I'm wearing a childsize birthday hat and a bib. I am the def of sex appeal rite now
True or false: I did not bring home a 28 year old last night.
True? Did she teach you things?
She taught me the meaning of awkward goodbyes at 530 am.
She was sucking his dick at Seacrets outside bar in front of all of us...her friends kept coming over crying and yelling "Tiffany stop it"
i just got fired from my job because i was "too smart" and my immedate response was i am WAY too stoned to be considered smart, and theni walked out the door.
wow. i have no words.
im covered in puffy paint and glitter i cant find kevin and im wearing shoes that dont belong to me....come get me please
So he might be the smartest man alive.

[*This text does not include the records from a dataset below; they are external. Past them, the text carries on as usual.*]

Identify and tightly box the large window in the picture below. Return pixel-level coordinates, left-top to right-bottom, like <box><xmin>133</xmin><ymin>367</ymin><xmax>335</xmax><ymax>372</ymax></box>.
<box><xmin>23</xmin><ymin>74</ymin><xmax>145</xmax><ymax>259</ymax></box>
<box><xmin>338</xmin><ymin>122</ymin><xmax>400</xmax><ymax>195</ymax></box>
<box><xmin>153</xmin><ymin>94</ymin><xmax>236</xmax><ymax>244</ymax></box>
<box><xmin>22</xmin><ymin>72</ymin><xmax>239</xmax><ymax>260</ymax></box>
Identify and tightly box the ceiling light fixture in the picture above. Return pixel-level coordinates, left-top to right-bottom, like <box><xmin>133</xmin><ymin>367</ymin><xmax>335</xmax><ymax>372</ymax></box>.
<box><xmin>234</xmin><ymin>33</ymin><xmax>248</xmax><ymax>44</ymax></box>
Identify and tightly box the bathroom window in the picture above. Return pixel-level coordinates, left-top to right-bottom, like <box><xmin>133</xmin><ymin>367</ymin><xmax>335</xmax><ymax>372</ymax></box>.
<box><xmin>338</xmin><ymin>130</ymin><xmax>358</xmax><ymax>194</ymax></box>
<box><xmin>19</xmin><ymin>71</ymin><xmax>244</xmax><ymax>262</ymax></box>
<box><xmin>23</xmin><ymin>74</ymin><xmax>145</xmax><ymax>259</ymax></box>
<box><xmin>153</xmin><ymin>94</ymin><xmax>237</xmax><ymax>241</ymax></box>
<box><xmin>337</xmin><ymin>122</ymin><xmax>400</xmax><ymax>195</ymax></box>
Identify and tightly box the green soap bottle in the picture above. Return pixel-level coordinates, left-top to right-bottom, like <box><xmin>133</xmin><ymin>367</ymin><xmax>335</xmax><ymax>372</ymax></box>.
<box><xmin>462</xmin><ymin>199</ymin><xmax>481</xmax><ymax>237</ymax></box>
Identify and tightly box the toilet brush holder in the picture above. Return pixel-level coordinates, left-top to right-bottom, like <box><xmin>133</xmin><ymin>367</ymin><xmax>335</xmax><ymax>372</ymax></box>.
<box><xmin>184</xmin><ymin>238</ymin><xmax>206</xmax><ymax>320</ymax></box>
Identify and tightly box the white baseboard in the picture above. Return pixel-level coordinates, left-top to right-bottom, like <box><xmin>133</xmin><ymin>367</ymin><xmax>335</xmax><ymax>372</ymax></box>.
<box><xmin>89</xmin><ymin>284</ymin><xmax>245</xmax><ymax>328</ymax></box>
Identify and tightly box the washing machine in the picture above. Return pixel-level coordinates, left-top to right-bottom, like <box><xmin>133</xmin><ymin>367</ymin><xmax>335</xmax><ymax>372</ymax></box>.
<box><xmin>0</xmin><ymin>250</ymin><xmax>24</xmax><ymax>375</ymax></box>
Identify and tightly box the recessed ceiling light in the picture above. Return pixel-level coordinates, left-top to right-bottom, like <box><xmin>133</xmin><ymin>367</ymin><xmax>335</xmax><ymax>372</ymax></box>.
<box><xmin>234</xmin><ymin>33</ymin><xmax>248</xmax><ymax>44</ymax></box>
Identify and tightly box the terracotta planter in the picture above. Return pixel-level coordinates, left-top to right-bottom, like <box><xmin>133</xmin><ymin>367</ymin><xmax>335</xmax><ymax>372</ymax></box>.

He had the stripper pick him up taco bell on the way to the room for an extra 50 bucks.
When the doctor said the anal leakage might not be reversible without some lifestyle changes you start asking if it's worth the entertainment value.
I will cut you
Oddly enough thats the second time today someones said that to me
Put that in perspective
your blue lips and tongue was their first indication you were probably underage
HEY THERE IS NO AGE LIMIT ON BLUE SLUSHIES
Tell Chris I said sorry for yelling "It's my vagina, let me do what I want with it!" at the party last night.
somehow this turned into a costume party you have to get here now with my banana suit or I'm wearing my birthday suit
I was jerking him off and in two seconds he went from "oh yeah that feels good" to "what day is Thanksgiving again?" and then back again. Like wtf.
You have not lived until you've slid down a waterfall fucked out of your mind. Fact.
The moment when you go to plug in someone else's phone in your car and your lube is in the way. Don't mind that it's just my center console car lube. Normal.
You were telling everyone in the bar that Jess gave you scurvy.